If DATA and CODE are separated then taking over CACHE.DAT from a final test environment could be an option.

But as the default for a namespace is DATA+CODE  and this is widely spread also in large applications in
real environments recompiling is the only possibility. Many years back even a special change was implemented in
Caché to support compiling during runtime of the code.

I personally dislike both and fought for clear separation of CODE from DATA. With very limited success.sad

I agree totally with Robert, I much prefer the separation of routines and data but  I like the ability to simply replace cache.dat assumes nothing else is going on.

for me, one downside of replacing cache.dat for the routines is that you have to stop the cache instance to allow the replacement at file level,

I also dislike the compile options. I had a problem where (my mistake), I compiled the main class assuming dependant classes would also be compiled. That was a mistake, none of the dependant classes knew of my change.

that problem was solved by adding extra letters to the compiler in particular, I was told to add "bry" to the compile options. Not had a problem since, but if Intersystems knows this, then why not make that the default ? (I also had to add those letters to the default of all users that could issue the compile command - a real pain)

We added "bry" to the default compiler flags

do $System.OBJ.ShowFlags()

You can set them for a namespace or system-wide

SetFlags(flags,system)

Hi, Kevin!

This is useful, thank you. My "default" for development environment is "cuk" which provides int-code for debugging. 

remember that my "bry" code was in addition to the code that already exists, so my settings now read "cukbry"

kevin

Kevin,

We have the following solution when having the code and data dats separated. We would have a CODE1 dat and a CODE2 dat. Which ever code dat wasn't being used by the namespace, we would overwrite that file and then switch the namespace to point to the new code database. Keeps our deployment downtime to only a few milliseconds. 

The only situation we've run into is this doesn't seem to be ideal for ensemble without having to stop the ensemble production.

Hi Robert and all

You can achieve the separation quite easily with routine and class package mapping.

I have a client that has overseas affiliates they all share the same code/class base but have their own namespace with routines and packages mapped to the master namespace.

Works just fine

The only issue is that developing the code is more complex as the different affiliates have started to need different functionality starting from the same base screen

Peter

It's indeed incredible simple. You just have to bend your fingers a little bit.
And virtual namespace %ALL allows even to have your own "SYSLIB" like behavior with common code.

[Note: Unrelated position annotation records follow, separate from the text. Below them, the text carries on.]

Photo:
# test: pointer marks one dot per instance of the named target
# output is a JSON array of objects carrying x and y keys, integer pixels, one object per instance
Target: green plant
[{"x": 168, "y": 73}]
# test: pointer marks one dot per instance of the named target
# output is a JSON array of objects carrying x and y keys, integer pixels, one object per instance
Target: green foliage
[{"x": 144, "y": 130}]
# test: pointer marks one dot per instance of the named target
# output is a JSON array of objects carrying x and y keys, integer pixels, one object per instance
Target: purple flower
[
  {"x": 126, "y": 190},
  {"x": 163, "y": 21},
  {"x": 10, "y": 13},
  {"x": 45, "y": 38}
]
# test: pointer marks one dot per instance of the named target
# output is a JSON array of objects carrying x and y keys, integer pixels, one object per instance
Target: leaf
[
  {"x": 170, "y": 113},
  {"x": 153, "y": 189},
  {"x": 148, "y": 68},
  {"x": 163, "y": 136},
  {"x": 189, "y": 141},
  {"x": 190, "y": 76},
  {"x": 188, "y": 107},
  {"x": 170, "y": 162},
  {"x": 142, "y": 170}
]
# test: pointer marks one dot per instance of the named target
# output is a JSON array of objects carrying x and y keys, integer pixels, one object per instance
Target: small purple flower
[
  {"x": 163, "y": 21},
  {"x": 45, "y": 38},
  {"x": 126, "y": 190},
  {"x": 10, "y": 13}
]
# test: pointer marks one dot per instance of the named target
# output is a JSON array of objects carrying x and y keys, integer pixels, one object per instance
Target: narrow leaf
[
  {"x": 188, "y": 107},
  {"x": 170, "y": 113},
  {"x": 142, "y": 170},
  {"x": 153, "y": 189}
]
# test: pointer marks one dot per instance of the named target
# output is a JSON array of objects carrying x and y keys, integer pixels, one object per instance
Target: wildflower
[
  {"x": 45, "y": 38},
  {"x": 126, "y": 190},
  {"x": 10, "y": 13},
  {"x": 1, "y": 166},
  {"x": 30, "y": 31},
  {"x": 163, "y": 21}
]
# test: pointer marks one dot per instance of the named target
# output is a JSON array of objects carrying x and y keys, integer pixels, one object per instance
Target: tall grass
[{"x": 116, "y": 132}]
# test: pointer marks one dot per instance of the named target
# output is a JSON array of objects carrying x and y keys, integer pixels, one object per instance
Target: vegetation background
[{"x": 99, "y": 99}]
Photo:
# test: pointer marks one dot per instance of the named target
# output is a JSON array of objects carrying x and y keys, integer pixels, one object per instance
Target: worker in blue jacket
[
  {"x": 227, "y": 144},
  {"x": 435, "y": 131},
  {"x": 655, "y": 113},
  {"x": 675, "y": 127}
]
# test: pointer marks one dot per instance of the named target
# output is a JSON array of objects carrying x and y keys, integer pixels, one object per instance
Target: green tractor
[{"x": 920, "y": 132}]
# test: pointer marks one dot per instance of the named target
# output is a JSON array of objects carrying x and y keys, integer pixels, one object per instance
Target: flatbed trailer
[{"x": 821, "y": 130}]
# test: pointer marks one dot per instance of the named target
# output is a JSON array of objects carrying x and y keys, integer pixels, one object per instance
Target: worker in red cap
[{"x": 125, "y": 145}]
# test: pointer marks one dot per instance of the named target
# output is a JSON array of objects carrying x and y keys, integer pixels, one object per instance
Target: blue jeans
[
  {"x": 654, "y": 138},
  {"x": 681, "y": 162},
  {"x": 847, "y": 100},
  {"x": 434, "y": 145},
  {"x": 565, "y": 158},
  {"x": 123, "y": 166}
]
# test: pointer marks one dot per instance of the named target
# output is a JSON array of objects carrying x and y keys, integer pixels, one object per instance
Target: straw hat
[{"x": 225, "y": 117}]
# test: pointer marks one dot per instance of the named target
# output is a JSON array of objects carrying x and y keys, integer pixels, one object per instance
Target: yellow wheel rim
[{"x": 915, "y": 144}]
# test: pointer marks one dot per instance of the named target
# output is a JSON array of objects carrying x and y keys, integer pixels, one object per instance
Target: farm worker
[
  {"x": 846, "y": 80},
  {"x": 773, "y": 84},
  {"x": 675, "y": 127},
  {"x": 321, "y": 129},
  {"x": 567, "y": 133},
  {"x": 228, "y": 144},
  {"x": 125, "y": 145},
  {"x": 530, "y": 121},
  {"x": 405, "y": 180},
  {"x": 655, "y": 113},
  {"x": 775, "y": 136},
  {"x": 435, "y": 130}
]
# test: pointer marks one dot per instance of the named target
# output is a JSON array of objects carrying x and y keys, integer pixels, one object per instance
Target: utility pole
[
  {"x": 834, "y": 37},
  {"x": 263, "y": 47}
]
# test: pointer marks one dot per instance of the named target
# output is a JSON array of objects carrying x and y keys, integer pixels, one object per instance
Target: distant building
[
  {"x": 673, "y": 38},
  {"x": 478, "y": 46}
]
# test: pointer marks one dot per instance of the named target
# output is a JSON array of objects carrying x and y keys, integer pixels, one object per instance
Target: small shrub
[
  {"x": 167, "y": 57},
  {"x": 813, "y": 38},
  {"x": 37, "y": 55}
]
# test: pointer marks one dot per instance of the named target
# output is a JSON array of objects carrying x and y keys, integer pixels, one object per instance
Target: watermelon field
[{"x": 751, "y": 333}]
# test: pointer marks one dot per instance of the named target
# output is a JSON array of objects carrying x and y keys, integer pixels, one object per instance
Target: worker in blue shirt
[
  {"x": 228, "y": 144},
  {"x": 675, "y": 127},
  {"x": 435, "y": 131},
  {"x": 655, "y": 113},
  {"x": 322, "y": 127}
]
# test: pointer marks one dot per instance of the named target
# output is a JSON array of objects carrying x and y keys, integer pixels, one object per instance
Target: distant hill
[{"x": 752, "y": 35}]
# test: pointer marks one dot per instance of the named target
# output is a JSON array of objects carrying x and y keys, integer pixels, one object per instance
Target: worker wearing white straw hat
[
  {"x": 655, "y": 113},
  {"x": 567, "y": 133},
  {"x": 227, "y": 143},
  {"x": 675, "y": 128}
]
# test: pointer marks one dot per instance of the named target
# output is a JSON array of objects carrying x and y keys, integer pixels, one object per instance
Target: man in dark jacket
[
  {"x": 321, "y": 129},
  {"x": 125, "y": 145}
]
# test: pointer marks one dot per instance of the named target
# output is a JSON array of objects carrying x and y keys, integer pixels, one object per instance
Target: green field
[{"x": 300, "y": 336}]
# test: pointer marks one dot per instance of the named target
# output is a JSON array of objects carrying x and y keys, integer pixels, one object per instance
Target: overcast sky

Indeed. IMO, %ALL is an unnecessarily well-hidden secret and I wish new installations created %ALL by default. See this post of mine for more info.

Hi John
Well hidden indeed - you would only find it by reading every line of the docs for each release

Peter

Just realised that copying the Cache.dat is only sensible for a single developer
If you have more than one developer working on different projects all deploying to the same Test server then copying won't work - you would get bits and pieces from different projects

Even for a single developer it's a bit dodgy - you could be working on two or more projects at the same time - waiting on user acceptance testing - if one passes then you want to deploy that to live but not the  others.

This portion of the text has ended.